Oxidative stress induced by reactive oxygen species (ROS) plays a crucial role in triggering various forms of cell death, including apoptosis, autophagy, and necrosis. In recent years, a distinct and regulated form of cell death, termed ferroptosis, has been discovered. Ferroptosis is an iron-dependent, non-apoptotic cell death mechanism characterized by the accumulation of lipid peroxides within the cell membranes, ultimately leading to irreversible membrane damage and cell death. Ferroptosis has been implicated in a wide range of pathological conditions. This thesis highlights the role of small molecules which can effectively modulate lipid peroxidation and ferroptosis in mammalian cells. These molecules can either prevent or induce these processes, offering potential therapeutic avenues for various diseases such as degenerative disorders including neurodegeneration and cancer.

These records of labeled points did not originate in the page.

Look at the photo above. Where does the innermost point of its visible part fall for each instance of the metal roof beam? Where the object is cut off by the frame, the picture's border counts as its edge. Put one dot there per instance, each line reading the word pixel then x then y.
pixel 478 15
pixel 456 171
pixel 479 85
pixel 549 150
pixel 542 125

The first part of this work focuses on the design and synthesis of small molecule organoselenium compounds that prevent ferroptosis by functionally mimicking the redox enzyme glutathione peroxidase 4 (GPX4), which is generally considered as a master regulator of ferroptosis. This work builds on the recent study from our laboratory that an isoform-specific synthetic GPX4 mimetic prevents ferroptosis in neuronal cells. We show here that an oxazoline-based organoselenium compound prevents ferroptosis in mammalian cells by catalytically reducing hydroperoxides including lipid peroxides using cellular reducing agents. We also show that another organoselenium compound effectively prevents ferroptosis, possibly through a mechanism independent of GPX4 activity. A structure-activity relationship (SAR) study reveals that the presence of a selenium atom is important for the anti-ferroptotic activity as the substitution with oxygen or sulfur completely abolishes the activity, suggesting a new mode of action for the selenium compound.

The second part of the thesis explores the development of N-heterocyclic carbene (NHC)-based gold(I) complexes that induce ferroptosis and other cell death processes. Ferroptosis-inducing small molecules may have therapeutic potential in targeting drug resistant cancers. Many of the Au(I)-NHC complexes with different leaving groups developed in this study induce significant cell death in cancer cell lines through modulation of the redox processes. Interestingly, the Au(I) complexes having two NHCs induce ferroptosis in cancer cell lines by increasing the level of lipid peroxidation. In contrast to the Au(I)-chloride and thiolate complexes, these bis-carbene complexes are essentially unreactive towards cellular thiols such as cysteine and glutathione. The activity of these complexes was found to be significantly higher than that of the well-known therapeutic Au(I) complex, auranofin, in many of the cell lines.